The Arlington Elder Abuse Task Force has created one, and has added four town residents as honorees at its first hall-of-fame ceremony.The induction occurred on World Elder Abuse Awareness Day, Monday, June 15, at the Senior Center. Named those who made a difference to the elderly were:
Tony Carson: Branch manager of Rockland Trust Bank on Broadway, Arlington, where he has worked for two years and, before that, at Central Bank for seven years. Carson and his staff, particularly Lynne Yazejian, uncovered a financial-exploitation situation involving an elderly woman. Their quick actions saved this senior the loss of much money.

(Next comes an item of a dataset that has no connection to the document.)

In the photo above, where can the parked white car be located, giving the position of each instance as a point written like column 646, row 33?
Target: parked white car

Lt. Mike Sheehan: Sworn in as police officer in 1986, he was assigned after eight years in patrol to the Criminal Investigation Bureau, the CIB. He became police prosecutor in 1997 and stayed in that position until September 2009, when promoted to lieutenant and was put in charge of CIB. Lt. Sheehan has “made a difference” for Arlington seniors as a founding member of the Arlington Elder Abuse Task Force. He created a comprehensive “scams” link to the police section of the town website. See it here >>
Aidan Crimmins: The sophomore at Arlington High School and amateur videographer created an innovative video about the Arlington Elder Abuse Task Force and its supportive community partners. The video emphasizes how many caring Arlington residents are making sure to watch out for and take care of elderly family, neighbors and friends. See the video here
Lynn Horgan: She grew up in Arlington, moved to San Diego after college and returned to Arlington in 2001 with husband, Craig, and two daughters. Lynn is an occupational therapist, primarily with the aging population. Horgan advocated for an elderly acquaintance who she observed was in an uncomfortable situation with a man she didn’t know after hearing her in a loud conversation. She intervened and advocated firmly for the senior, when the stranger was angry and hostile. After the man left, she stayed with the senior to assure her safety and spoke to the senior’s daughter to alert her and apprise her of the situation.